Dall’altra parte della barricata, invece, troviamo tutti gli altri con, in testa, Kate, in procinto di raggiungere l’Afghanistan per aiutare le donne a sopravvivere ai talebani e mandata a Londra a cercare di impedire la fine del mondo; Eidra, che vive nel mondo delle spie non fidandosi mai di nessuno; Stuart, che conosce tutto dell’ambasciata, dell’etichetta e delle liasons diplomatiche; il capo di gabinetto del Presidente che pacifica dove può e funge da badante; il ministro degli esteri inglese, ambiguo come una spia perché desideroso di non compromettersi ma al tempo stesso assetato d giustizia; e sua sorella, spirito libero ma tormentato da un passato doloroso.
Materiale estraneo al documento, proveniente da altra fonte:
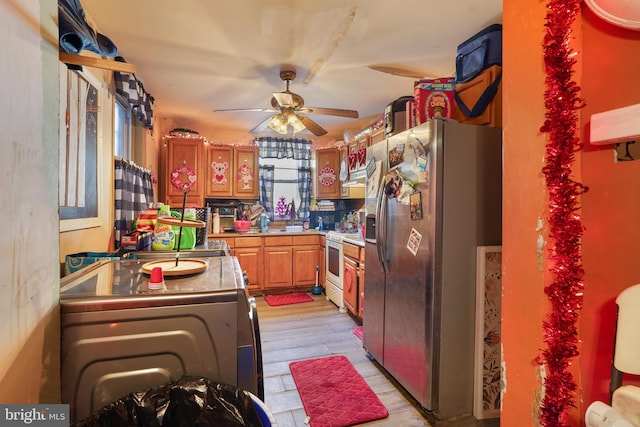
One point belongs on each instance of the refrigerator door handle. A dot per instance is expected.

Keri Russell e David Gyasi 640X360

Ciascun personaggio è un eccellente animale politico che conosce perfettamente i trucchi del mestiere. E nei continui incontri che si svolgono, tra due o più parti, è capace di sfoderare colpi da maestro per cercare di portare a casa il risultato migliore. Col rischio, forse, di mandare a rotoli il mondo intero.
Ponendo dunque molta attenzione durante i vari incontri, e nel dietro le quinte organizzativo di ciascuno di essi, si possono percepire i suoni agghiaccianti delle crepe della diplomazia che si allargano in maniera inesorabile per colpa dell’orgoglio di alcuni personaggi.
Noi comuni mortali sopravviveremo? Pur non conoscendo ancora la seconda stagione di The Diplomat un’idea ce la siamo fatta. Sì, sopravviveremo. Anzi, per quel che si è visto finora saranno loro, gli attori in gioco, a sacrificarsi per noi (anche perché l’idea che il mondo vada a rotoli per colpa di certi personaggi è alquanto deprimente!).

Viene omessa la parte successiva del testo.